最近 Hacker News 上那群老技術宅又在懷念 Freenet 了。這玩意兒從 1998 年折騰到現在,換了個 Hyphanet 的馬甲重新包裝,打著 WebAssembly (WASM) 的旗號,試圖在去中心化的世界裡解決一致性問題。這讓我想到一個很有趣的現象:當我們這群人還在糾結分散式鍵值儲存(KV Store)的合併算法(Merge Operation)時,主流視野早就不看底層協議了。大家都在問:我的模型什麼時候能像 P2P 網路一樣,不再被單一實體控制?
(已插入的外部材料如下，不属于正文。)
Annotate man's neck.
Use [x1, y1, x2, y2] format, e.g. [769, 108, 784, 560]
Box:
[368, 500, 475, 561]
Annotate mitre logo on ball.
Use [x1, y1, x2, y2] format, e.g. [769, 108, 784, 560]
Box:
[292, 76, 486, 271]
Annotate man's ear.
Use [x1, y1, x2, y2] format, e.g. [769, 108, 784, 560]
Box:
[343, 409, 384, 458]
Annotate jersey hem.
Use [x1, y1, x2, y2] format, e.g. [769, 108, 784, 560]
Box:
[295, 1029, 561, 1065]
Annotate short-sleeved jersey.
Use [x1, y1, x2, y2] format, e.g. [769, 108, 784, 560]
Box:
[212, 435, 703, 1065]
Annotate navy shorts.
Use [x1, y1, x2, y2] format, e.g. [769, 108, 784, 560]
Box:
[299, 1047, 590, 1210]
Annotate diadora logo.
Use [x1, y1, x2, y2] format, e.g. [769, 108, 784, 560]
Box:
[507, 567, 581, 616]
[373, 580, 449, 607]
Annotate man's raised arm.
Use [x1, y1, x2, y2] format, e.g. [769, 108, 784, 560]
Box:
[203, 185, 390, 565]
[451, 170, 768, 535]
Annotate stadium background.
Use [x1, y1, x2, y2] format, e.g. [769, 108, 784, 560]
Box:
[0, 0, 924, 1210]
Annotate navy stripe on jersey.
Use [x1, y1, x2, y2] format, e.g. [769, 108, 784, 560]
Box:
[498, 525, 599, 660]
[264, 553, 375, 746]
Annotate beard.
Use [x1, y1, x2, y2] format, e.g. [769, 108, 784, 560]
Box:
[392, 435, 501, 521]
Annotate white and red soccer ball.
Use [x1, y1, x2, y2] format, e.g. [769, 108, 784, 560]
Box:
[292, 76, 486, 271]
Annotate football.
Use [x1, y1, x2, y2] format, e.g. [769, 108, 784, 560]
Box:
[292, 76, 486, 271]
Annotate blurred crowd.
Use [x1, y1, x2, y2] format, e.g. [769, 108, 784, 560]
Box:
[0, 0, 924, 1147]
現在的技術圈有個很傲慢的假設,認為算力即權力。在 ChatGPT 的生態系裡,這點體現得淋漓盡致。你用 OpenAI 的 API,你就是在對它的伺服器朝聖。不管底層是多麼複雜的負載均衡,它本質上是一個極度中心化的黑盒。當 Freenet 的開發者在討論如何用 WASM 讓每個節點定義自己的網路行為時,ChatGPT 的用戶甚至連調整一個 Temperature 參數都要看官方心情。這種極端的中心化導致了一個技術困境:當模型生成的內容需要進行「狀態合併」時,我們沒有共識算法,只有官方的過濾器。
有趣的是,這種對「中心化算力」的依賴,正在讓大模型的推理成本變成一種結構性的負擔。看看 Claude 的表現,Anthropic 在處理長文本任務時,雖然上下文視窗大得嚇人,但一旦涉及多用戶併發的複雜邏輯,它的推理一致性就會開始飄移。這種飄移不是因為算法不行,而是因為它試圖在一個中心化的節點上模擬全人類的邏輯。相比之下,Freenet 追求的是一種可交換的(Commutative)狀態合併,這在技術邏輯上極其優美,但在目前的大模型架構下幾乎是天方夜譚。
我們來看看這四大平台的現狀。Gemini 雖然背靠 Google 龐大的基礎設施,但在處理需要高度邏輯一致性的 Multi-turn 對話時,其 Function Calling 的不穩定性依然是工程師的噩夢。當工具數量超過臨界點,Gemini 就會開始自作聰明地簡化邏輯。這與去中心化網路追求的「確定性」背道而馳。Grok 則是一副反骨,試圖在語義邊界上尋求突破,但本質上它依然跑在極端封閉的集群裡。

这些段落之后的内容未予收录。